Habitée par le Japon et hantée à jamais par Pripiat, le réacteur n°4 et son arche de confinement inachevée.
Demain matin c'est ma rentrée à l'Ecole Nationale Supérieure d'Art de Dijon.
Je bois un Martini à votre santé, Amis.

Lydie Jean-Dit-Pannel 2004 - 2014


A l'automne 2014, elle avait lu ce texte dans son intégralité devant un public, pendant sa rétrospective multi-sites à Montréal. Pendant la lecture, Yann, le tatoueur de ses conversations était venu marquer chacun de ses papillons d'un chiffre, selon la chronologie de ses voyages. Elle avait écrit à son retour : Maintenant que mes 41 papillons sont numérotés comme des spécimens en voie de disparition, cela est encore plus merveilleux de s'imaginer maîtresse de Bukowski.
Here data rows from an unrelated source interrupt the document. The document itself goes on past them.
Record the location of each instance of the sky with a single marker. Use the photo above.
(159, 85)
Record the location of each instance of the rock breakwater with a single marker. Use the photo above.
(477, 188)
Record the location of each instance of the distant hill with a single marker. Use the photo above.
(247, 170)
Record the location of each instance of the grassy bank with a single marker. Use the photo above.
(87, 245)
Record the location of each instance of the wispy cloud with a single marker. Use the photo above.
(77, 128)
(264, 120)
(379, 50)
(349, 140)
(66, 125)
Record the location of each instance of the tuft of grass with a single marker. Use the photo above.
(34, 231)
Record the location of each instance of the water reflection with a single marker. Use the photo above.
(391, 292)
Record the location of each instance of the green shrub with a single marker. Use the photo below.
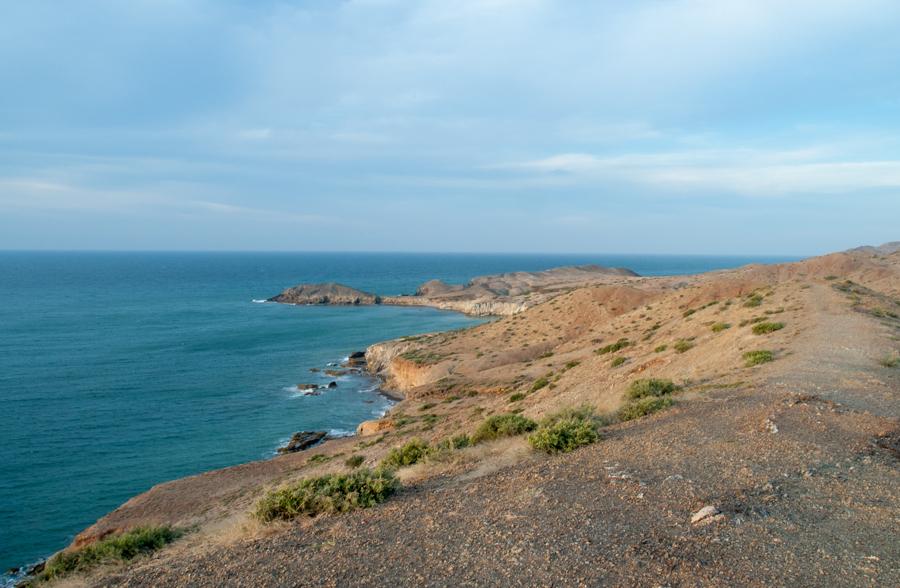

Qu'est-ce qu'on se poilerait. " Tu viens avec moi à Hollywood Park ? Je vais jouer ton bidet dans la huitième mon Ange : 30 - 9 - 41. Et ton cul placé gagnant, le 35. Regarde, le 13, ton cœur, favori à six contre cinq dans la dernière course. J'ai mis 20 dollars dessus. Kiev, Tchernobyl a gagné d'une encolure arrivant à l'extérieur dans les dernières foulées. Il m'a rapporté dix dollars quarante."